The challenge they faced was that the data had known defects but the supplier refused to resolve them. The data was provided "as-is” with no warranty so the downstream data team in the smaller company simply had no option but to manually correct the data every month.

Example #2: Time restricted data migration projects

If you’re involved with a large data migration then there are typically several options for maintaining the quality of data flowing into the new target system.

  • Option #1: Cleanse in the target system (not advisable but still commonly practiced)
  • Option #2: Cleanse within the migration logic during the migration execution
  • Option #3: Cleanse within a suitable staging area prior to the migration execution
  • Option #4: Cleanse during the extract from the legacy systems
  • Option #5: Cleanse directly on the legacy system
  • Option #6: Perform root-cause prevention on the legacy system so that newly created data is correct and retrospectively cleanse any older data

Option 6 obviously makes the most sense because if the project takes 12 months then at least the current users in the legacy world will get better quality data and then any costs incurred by the migration team (e.g. staging area management, coding, design, testing, specialist products etc.) will be minimized.

The problem is that in many cases we simply can’t go in and start making changes to the legacy environment that will fit the new target system.

In one situation, a UK client had several mainframe systems that would not permit the type of root-cause preventions required for the tight timeframe the project demanded.

Example #3: The system is effectively closed with no change access

Data Quality Pro has gone through several iterations in terms of technology infrastructure on the back-end. Our previous content management system had a quirk that did not allow members to enter spaces in their second name. So for example Daragh O Brien, or Michael de Winter could not be entered correctly. Daragh for example was forced to write "Daragh OBrien”. 

We got a number of complaints about this and as a site that prides itself on data quality best-practice it was obviously quite ironic and very embarrassing!

The challenge was that my hands were tied. 

I didn’t have access to the underlying code, exactly the same kind of issue Daniel Bucosky is facing above. I did eventually outline the problem with the developers and they made the change but it took many months because no-one else was complaining and they were under no obligation legally to fix it. As a result, some of our member name data was formatted incorrectly and this really does irritate people.

Some people pointed out that I should have built the system myself or had a team build it for me but if you take a look at the features in our latest community platform you will see that the team behind this have spent 10 years refining this product into a state of the art community system, there is no way I could afford that level of investment to build on my own, plus it would take far too long.

This is why companies chose Custom Off The Shelf Tools (COTS) in the first place but the downside is often the fact you can't correct data quality root-cause issues in a time-frame that suits you.
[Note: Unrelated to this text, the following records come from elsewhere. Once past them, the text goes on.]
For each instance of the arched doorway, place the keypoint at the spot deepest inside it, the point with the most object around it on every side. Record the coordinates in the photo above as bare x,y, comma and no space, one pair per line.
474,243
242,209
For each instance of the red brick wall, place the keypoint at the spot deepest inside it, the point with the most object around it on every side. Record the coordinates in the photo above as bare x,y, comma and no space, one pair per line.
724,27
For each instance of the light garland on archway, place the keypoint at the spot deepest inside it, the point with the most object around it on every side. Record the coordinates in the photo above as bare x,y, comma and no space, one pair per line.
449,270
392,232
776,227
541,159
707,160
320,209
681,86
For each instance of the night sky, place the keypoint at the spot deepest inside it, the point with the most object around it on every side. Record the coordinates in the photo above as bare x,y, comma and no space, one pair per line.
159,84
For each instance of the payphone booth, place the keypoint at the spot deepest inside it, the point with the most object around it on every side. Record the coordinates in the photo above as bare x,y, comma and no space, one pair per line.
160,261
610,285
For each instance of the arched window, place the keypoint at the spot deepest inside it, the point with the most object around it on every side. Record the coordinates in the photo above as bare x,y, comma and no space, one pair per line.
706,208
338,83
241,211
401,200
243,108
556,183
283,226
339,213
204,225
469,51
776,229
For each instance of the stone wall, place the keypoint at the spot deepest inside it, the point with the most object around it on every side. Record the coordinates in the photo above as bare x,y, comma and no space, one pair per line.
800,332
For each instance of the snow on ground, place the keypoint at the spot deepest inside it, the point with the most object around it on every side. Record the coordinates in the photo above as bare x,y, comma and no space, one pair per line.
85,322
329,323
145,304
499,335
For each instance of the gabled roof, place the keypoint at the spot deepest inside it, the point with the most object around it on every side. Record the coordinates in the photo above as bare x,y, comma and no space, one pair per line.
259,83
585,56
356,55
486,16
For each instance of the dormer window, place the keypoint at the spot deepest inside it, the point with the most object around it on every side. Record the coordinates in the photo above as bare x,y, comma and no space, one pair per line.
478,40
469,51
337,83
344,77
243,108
Example #4: The system is beyond its support contract with no access to expertise

Consider an ageing banking mainframe system that is no longer supported and the original development team are no longer available. In many senses this also becomes a closed system that no-one is willing to tackle. Banks may instead decide to take feeds out of the system, cleanse the data and then run any financial calculations or billing processes outside of the main banking logic of the mainframe. 

I've been on several data migration and data quality projects where there is simply a lack of specialist skills to make those upstream corrections so we have to be pragmatic about what we can motivate the customer to achieve.

These are just 4 examples but where else have you seen root-cause prevention be unachievable? 

Please share your experiences so we can build up a comprehensive list and perhaps get a debate going on this issue.

Thanks again to Daniel Bucosky for sparking this original debate, a common challenge many companies face I'm sure.